Characteristic Description Transport System
Adaptability Elements adapt to the action of other components and to changes in their environment. Transport companies competing in offering services.
Self-organization Autonomous adaptation to changing conditions as a result of the adaptability of the individual components. Routing. Supply chain management.
Attractors A recognizable dynamic state of a system that may continuously reappear. Land use. Transport terminals.
Non-linearity Changes in one property or component may have a disproportionately large effect on another property or component. Congestion. Distruptions.
Phase transition A system's behavior may change radically, and sometimes irreversibly, when a certain “tipping point” or phase transition point is reached. Containerization. Peak oil.
Source: adapted from OECD (2009) "Applications of Complexity Science for Public Policy: New Tools for Finding Unanticipated Consequences and Unrealized Opportunities", Global Science Forum.
Complex Systems and Transportation
Transportation, as a complex system, shares many of its characteristics, including:
  • Adaptability. This is a standard characteristic that is best reflected by the concept of competition where transport firms adapt to their competitors and to other socioeconomic changes (demand).
  • Self-organization. Routing within a transport network is representative of the characteristic of self-organization as the intermodal sequence is the outcome of the consideration of all the respective advantages of modes and terminals. Supply chain management is also illustrative of self-organization as sourcing and distribution strategies change to reflect complex changes in input and distribution costs.
  • Attractors. Represent the stable components of the transport system having a long term influence on the nature and extent of flows. Land use is a particularly stable component of spatial interactions since its characteristic are slow to change. The same applies to transport terminals that are long term locations in the convergence of flows.

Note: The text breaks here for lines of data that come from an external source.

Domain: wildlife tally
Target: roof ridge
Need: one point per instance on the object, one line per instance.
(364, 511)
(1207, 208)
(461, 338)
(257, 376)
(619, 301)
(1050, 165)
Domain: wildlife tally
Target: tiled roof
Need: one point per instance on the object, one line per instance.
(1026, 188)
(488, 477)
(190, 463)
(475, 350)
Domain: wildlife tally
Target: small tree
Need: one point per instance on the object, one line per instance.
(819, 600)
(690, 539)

  • Non-linearity. Congestion is a good example of a non-linear characteristic of transportation as each degree of additional congestion results in exponential delays. Various disruptions over transport networks are also an instance of non-linearity as a relatively simple event such as the shutting down of an airport hub (e.g. a snow storm) will trigger disproportionate disruptions through the whole network.

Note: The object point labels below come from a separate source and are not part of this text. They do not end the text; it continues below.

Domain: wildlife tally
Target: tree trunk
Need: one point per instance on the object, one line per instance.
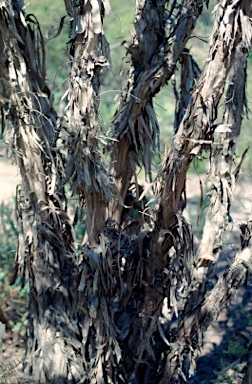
(99, 319)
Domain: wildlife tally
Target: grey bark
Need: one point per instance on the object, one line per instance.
(99, 320)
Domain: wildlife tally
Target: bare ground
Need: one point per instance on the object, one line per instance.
(233, 321)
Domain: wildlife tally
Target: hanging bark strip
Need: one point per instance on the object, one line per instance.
(45, 247)
(221, 180)
(89, 52)
(200, 311)
(153, 57)
(233, 26)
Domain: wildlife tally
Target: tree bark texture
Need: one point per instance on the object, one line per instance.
(100, 320)
(46, 245)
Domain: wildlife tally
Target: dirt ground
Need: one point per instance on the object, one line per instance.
(233, 321)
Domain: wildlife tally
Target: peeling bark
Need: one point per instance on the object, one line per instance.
(99, 320)
(46, 247)
(153, 55)
(86, 173)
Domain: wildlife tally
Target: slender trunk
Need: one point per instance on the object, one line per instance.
(46, 247)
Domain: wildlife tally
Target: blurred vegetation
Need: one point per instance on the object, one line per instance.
(118, 26)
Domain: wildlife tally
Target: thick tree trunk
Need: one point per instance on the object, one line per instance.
(99, 320)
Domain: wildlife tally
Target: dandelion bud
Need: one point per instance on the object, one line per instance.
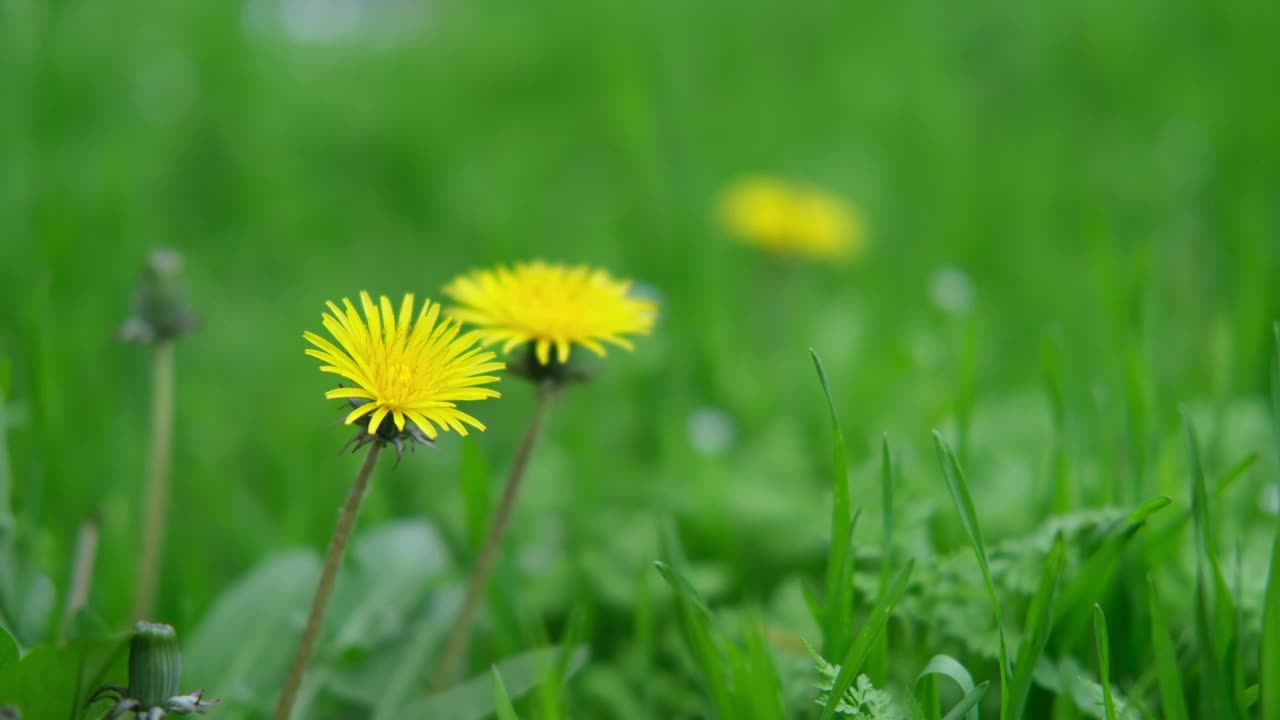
(155, 664)
(160, 309)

  • Phase transition. There are several events that may trigger substantial changes in transport systems. One type relates to technological (or technical) innovations that historically have been paradigm shifts for transportation system. For instance, containerization is linked to entirely new flow patterns, modes and terminals. Issues related to peak oil are also considered to be a highly susceptible factor triggering a phase transition for 21st century transport systems.